A lanciare l'allarme è stato un gruppo di 34 esperti dell'Agenzia Internazionale per la ricerca sul cancro (Iarc) dell'Oms, che, dopo aver rivisto gli studi più auterevoli sul legame tra i cellulari e il tumore al cervello, ha definito i campi elettromangnetici come «possibili cancerogeni».
Secondo l'Organizzazione Mondiale per la Sanità, l'uso prolungato dei cellulari potrebbe incidere nell'insorgere del glioma, una delle forme più diffuse di neoplasia cerebrale, e del neuroma acustico, altro tumore al cervello.
L'annuncio degli esperti ha riaperto una polemica che si trascina ormai da diversi anni: se, infatti, sono molti a credere nell'esistenza di un legame tra l'uso degli apparecchi di telefonia mobile e la comparsa di un cancro, è anche vero che altrettanti studiosi si dicono perplessi.
«L'allarme Oms va preso con la dovuta cautela - ha dichiarato all'Ansa Umberto Tirelli, direttore del dipartimento di Oncologia medica dell'Istituto Tumori di Aviano -. Non ci sono evidenze che dimostrino che le onde dei cellulari siano cancerogene. Al momento non lo si può escludere, ma non le si può nemmeno classificare come tali».
Per la Gsma, l'associazione internazionale che rappresenta gli operatori di telefonia mobile, dice che «il rischio è possibile, ma non probabile» e che «gli attuali standard di sicurezza restano validi». Nel tentativo di fare chiarezza, il ministro della Sanità Ferruccio Fazio ha chiesto al Consiglio Superiore di Sanità un parere sui rischi legati all'uso dei cellulari.
Serviranno certamente nuovi studi, soprattutto perchè si tratta di una materia nuova: fino a 25 anni fa i cellulari non esistevano e quindi resta l'incognita delle conseguenze di un'esposizione prolungata nei prossimi decenni.
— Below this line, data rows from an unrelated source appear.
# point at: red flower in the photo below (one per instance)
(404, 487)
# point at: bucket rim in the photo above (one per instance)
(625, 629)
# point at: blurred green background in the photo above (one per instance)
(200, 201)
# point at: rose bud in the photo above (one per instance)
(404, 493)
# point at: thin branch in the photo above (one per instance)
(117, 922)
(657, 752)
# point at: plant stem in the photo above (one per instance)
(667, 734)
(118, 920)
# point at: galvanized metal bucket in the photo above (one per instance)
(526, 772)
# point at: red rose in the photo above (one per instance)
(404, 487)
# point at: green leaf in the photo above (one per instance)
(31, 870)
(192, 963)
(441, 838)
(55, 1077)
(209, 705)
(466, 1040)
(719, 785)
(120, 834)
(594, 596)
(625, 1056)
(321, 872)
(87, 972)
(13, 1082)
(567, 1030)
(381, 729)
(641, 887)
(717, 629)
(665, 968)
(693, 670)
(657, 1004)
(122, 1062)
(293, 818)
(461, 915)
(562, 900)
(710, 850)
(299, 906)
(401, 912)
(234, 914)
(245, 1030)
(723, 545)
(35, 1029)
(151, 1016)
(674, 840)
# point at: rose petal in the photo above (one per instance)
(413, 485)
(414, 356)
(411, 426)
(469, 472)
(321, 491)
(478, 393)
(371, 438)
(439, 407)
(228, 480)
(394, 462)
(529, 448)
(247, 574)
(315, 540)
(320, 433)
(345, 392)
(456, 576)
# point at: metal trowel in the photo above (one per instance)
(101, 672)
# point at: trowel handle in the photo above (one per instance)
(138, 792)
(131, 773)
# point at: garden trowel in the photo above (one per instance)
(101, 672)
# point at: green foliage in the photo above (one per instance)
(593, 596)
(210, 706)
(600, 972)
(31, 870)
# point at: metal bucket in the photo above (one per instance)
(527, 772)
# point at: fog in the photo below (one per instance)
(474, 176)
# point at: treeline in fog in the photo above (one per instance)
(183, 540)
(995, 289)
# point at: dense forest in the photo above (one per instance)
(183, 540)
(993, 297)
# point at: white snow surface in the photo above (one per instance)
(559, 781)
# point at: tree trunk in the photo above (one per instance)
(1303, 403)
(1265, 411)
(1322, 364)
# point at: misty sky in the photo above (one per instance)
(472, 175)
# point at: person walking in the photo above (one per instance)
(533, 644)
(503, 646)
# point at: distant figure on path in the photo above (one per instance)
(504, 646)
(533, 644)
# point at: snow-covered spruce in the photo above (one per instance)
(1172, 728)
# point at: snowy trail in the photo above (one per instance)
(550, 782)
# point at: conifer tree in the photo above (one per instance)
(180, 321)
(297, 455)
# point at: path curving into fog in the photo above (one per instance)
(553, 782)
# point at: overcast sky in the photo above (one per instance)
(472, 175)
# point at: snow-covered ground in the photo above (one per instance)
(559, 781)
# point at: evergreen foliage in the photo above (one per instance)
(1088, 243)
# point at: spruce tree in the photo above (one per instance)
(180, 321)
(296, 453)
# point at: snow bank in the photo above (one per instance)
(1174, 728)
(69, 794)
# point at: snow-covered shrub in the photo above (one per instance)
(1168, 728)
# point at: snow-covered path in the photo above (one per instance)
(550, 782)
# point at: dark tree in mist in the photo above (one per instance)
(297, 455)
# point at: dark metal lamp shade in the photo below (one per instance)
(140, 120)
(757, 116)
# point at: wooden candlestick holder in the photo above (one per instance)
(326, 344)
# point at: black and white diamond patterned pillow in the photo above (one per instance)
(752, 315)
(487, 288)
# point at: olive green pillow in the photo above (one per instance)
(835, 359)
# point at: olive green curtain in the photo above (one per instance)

Intanto, cosa si può fare per evitare radiofrequenze potenzialmente nocive? Bastano pochi piccoli accorgimenti: utilizzare l'auricolare, preferire la comunicazione per sms rispetto alla telefonata, non tenere il telefono sul corpo (ad esempio in tasca) anche se non lo si sta utilizzando e fare conversazioni brevi. Utile anche la scelta di apparecchi con la potenza di assorbimento elettromagnetico più bassa.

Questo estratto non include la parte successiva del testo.